What happens between eight and the rest of our lives?
Yesterday my youngest granddaughter–you know the age, eight going on twenty-five–brought me a gift. Her light brown hair was tangled on one side and her lips were purple from the grape juice she’d been drinking. She was wearing gray knit shorts over black leggings and a short-sleeved black t-shirt that had Believe written across it in rhinestones. Her fingernails were Wocka Wocka red and her toes were Divine Swine purple. She did not drop her eyes or shrug her shoulders. Her mouth stretched wide in a smile and a small dimple appeared. She held her head up, stuck her arm straight out and said, “Here, Gramma, I made this for you.”

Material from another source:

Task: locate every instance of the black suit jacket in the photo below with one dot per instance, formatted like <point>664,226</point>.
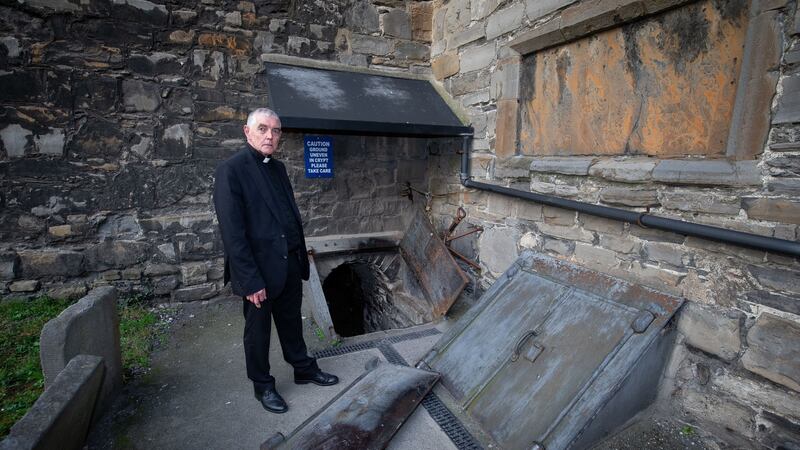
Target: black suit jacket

I looked at the piece of paper covered in hearts and flowers and three words–“I love you Gramma,” and smiled back at her. “Thank you sweetie,” I said, “it’s beautiful.” She tilted her head, grinned even bigger and said, “you’re welcome.”

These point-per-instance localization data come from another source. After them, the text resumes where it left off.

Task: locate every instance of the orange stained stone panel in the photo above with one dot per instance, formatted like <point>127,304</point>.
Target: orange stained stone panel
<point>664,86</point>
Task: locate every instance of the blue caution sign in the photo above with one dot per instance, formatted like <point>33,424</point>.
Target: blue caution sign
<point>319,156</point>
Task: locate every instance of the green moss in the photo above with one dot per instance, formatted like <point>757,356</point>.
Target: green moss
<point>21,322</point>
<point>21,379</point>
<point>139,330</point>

What I want to know is what happens between eight and the rest of our lives, between the time when a simple note is a masterpiece and the time when we can’t even get a simple note in response to–well, maybe not a masterpiece, but certainly a worthwhile effort?

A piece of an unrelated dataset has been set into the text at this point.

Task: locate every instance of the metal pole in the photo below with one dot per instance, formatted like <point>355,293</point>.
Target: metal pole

Yeah, that’s my not so subtle way of whining about the submission process for my book. I just wish I could get someone to actually read it, THEN say they didn’t like it, you know? At least if that happened enough times I would know the manuscript was in some way inadequate rather than just insufficient, you know? I mean, I know the agents are trying to be kind–“not right for us at this time, not a good fit, not what we’re looking for.” However, they all translate to the same two letter word, NO. There’s no appeal process, no second chance, no explanation. NO. Sigh.
But about the time I’m thinking I should just retire from writing–I know, how do you retire from something you’ve never officially done? Anyway, about the time I think about just giving up, something happens that makes me wonder if there’s hope.
Like last week when my great-nephew (good grief I am old, I don’t just have a great-nephew, he’s in college)–when my great-nephew, Andrew, told me he was reading my book and thought it was pretty good, I was, quite literally, speechless. This young man that I see about two or three times a year was reading my book? About two women in their fifties? And he wasn’t getting extra credit or money (I don’t think. . .)–he was reading because he was interested. And get this, he said he was going to continue reading. Hmph.
Does that mean it’s not awful? Or worse, boring? Does that mean I should send it to another twenty agents? Or maybe I’ve been focusing on the wrong market. Instead of Women’s Fiction, I should try, is there a young adult male category?